Fundamental analysis is the study of analyzing a business based on certain key factors. This gives us a start to analyze and form an opinion about the financial standing and financial health of a company. Although this helps us to arrive at the best value of a stock within a reasonable level and gives us a price range, it is to be understood that the market value of the stock may vary slightly or significantly from the value that we have arrived at.
The general rule is to find out a stock which has a higher value and the current market price is lower than that. We then conclude that the stock is selling at a discount. Yet, there are other stocks which sell at a premium. In general, investors want to buy good value stocks for the long term returns and prefer the stocks selling at discount.
The factors we look into for our fundamental analysis are given below.
1. Market capitalisation
This is the size of the company, as determined by the stock market. It is the share price multiplied by the number of shares on issue.
2. Revenues including growth over previous year
These are the company’s revenues from its business activities, generally the sale of products or services. This includes the revenues from discontinued businesses. However, it does not usually include additional income from such sources as investments, bank interest or the sale of assets. If the information is available, the revenues figure has been broken down into the major product areas.
3. Profit after Tax for the financial year
The profit-before-tax figure is simply the EBIT (Earnings Before Interest and Tax) figure minus net interest payments. The profit-after-tax figure is, of course, the company’s profit after the payment of tax, and also after the deduction of minority interests. Minority interests are that part of a company’s profit that is claimed by outside interests, usually the other shareholders in a subsidiary which is not fully owned by the company. Many companies do not have any minority interests, and for those that do, it is generally a tiny figure. The figures also incorporate the profits (or losses) from discontinued businesses.
4. Long Term (Five years or more) share price return
This is the total return you could have received from the stock in the last five years. It includes reinvested dividends, bonus stock, rights issues and capital gain from the stock’s appreciation. It is expressed as a compounded annual rate of return.
5. Price-Earnings ratio (PER)
The PER is one of the most popular measures of whether a share is cheap or expensive. It is calculated by dividing the share price by the EPS (Earnings Per Share) figure. Obviously the share price is continually changing. Many newspapers publish, each morning, the latest PER for every stock based on the previous day’s closing price.
6. Dividend yield including growth over previous year
This is the latest full-year dividend expressed as a percentage of the share price. Like the PER, it changes as the share price moves. It is a useful figure, especially for investors who are buying shares for income, as it enables you to compare this income with alternative investments, such as a bank term deposit or an investment property.
7. Earnings Per share growth
EPS is the after-tax profit divided by the number of shares. As the profit figure is for a 12-month period, the number of shares used is a weighted average of those on issue during the year. This figure is provided by the company in its annual report and its results announcements.

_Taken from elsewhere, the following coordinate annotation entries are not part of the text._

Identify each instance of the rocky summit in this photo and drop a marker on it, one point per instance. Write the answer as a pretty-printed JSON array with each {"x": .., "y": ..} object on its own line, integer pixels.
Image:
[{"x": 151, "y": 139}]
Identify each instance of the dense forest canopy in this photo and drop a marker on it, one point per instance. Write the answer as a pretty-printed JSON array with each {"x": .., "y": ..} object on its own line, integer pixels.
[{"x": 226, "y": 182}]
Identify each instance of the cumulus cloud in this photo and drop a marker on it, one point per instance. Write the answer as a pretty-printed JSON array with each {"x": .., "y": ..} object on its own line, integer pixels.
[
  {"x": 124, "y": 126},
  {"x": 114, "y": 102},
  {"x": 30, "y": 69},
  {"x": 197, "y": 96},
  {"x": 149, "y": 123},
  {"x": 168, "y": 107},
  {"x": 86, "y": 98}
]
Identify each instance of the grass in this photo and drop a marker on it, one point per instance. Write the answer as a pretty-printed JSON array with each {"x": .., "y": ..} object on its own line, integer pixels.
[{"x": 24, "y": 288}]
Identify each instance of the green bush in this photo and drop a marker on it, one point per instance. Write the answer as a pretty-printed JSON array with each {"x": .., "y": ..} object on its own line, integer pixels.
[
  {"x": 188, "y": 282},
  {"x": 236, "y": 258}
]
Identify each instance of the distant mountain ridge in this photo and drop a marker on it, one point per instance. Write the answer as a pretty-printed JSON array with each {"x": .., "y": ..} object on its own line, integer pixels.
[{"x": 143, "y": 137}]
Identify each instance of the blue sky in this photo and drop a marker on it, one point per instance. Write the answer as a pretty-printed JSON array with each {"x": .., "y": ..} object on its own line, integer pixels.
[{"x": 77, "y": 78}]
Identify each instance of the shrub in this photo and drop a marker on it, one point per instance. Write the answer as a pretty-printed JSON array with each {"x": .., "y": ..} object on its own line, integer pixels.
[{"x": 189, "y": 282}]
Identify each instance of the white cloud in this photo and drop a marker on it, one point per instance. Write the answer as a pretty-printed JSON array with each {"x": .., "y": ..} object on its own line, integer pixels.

8. Price-to-net-tangible-assets-per-share ratio
The NTA (Net Tangible Assets) per share figure tells the theoretical value of the company, per share, if all assets were sold and then all liabilities paid. It is very much a theoretical figure, as there is no guarantee that corporate assets are really worth the price put on them in the balance sheet. Intangible assets such as goodwill, newspaper mastheads and patent rights are excluded because of the difficulty in putting a sales price on them, and also because they may not, in fact, have much value if separated from the company.
Some companies may have a negative NTA, due to the fact that their intangible assets are so great, and no figure can be listed for them to a reasonable degree of accuracy.
9. EBIT (Earnings Before Interest and Tax) margin including growth over previous year
This is the company’s EBIT expressed as a percentage of its revenues. It is a gauge of a company’s efficiency. A high EBIT margin suggests that a company is achieving success in keeping its costs low.
10. Debt Equity Ratio
This ratio is one of the best-known measures of a company’s debt levels. It is the total borrowings minus the company’s cash holdings, expressed as a percentage of the shareholders’ equity. Some companies have no debt at all and this Ratio is 0.0, which means no debt and the company is worth considering for putting your money in.
11. Current Ratio
The current ratio is simply the company’s current assets divided by its current liabilities. Current assets are cash or assets that can, in theory, be converted quickly into cash. Current liabilities are normally those payable within a year. Therefore, the current ratio measures the ability of a company to repay – in a hurry – its short-term debt, should the need arise. The surplus of current assets over current liabilities is referred to as the company’s working capital.
12. Return on Equity including growth over previous year
ROE is the after-tax profit expressed as a percentage of the shareholders’ equity. In theory, it is the amount that the company’s managers have made for you – the shareholder – on your money. The shareholders’ equity figure used is an average for the year.
While the above factors are used to analyse the company in general, one should take the picture as a whole and should not consider only a factor or two in isolation. To be cautious in your analysis and actions on investments always pays rich dividends over long term.
Though we have considered the important factors, yet there are certain factors outside the scope of this analysis. Certain regulatory changes by governments of the day may change the perceived value of the company drastically or significantly at certain times.